Das alles reicht, um einen Soldaten fristlos aus dem Dienst zu entlassen, so das Verwaltungsgericht Koblenz. Der Mann habe seine Dienstpflicht zum achtungs- und vertrauenswürdigen und dem Ansehen der Bundeswehr gerecht werdenden Verhalten im Dienst verletzt. Es bestehe hier sowohl Wiederholungsgefahr als auch Nachahmungsgefahr in der Truppe (VG Koblenz, Urt. v. 19.12.2018, Az. 2 K 135/18.KO).
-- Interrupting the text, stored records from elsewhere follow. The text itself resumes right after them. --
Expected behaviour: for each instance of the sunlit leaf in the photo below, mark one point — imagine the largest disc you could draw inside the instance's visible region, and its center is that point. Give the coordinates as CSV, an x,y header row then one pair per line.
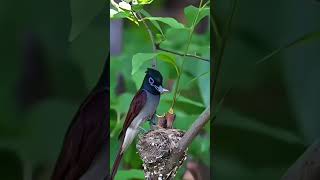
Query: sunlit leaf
x,y
169,59
145,1
155,23
191,13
Tattoo mit Runenzeichen, Hakenkreuzflagge, rechtsextreme Musik
Ein ganz ähnlicher Fall schaffte es sogar bis vor das Bundesverwaltungsgericht. Einem Berliner Polizeikommissar wurde vorgeworfen, an der Erstellung von CDs und Booklets mit volksverhetzenden Liedtexten beteiligt gewesen zu sein, Tätowierungen mit Kennzeichen verfassungswidriger Organisationen zu tragen und in der Öffentlichkeit den Hitlergruß gezeigt zu haben. Das BVerwG urteilte deswegen 2017, dass der Beamte dadurch seine Treuepflicht verletzt habe.
“Da der Beklagte nicht nur Tätowierungen von Runenzeichen und Emblemen rechtsextremistischer, rassistischer Musikgruppen trägt, sondern wiederholt den Hitlergruß gezeigt, mit einer Hakenkreuzflagge posiert und nationalsozialistische Devotionalien in seiner Wohnung verwahrt hat, ist sein durch die Tätowierungen dokumentiertes Bekenntnis als grundsätzliche und dauerhafte Abkehr von den Prinzipien der Verfassungsordnung zu werten, die zur Entfernung aus dem Beamtenverhältnis führt.” (BVerwG, Urt. v. 17.11.2017, Az. BVerwG 2 C 25.17).
Und die Moral von der Geschicht’? Den Hitlergruß zeigt man in Deutschland lieber nicht!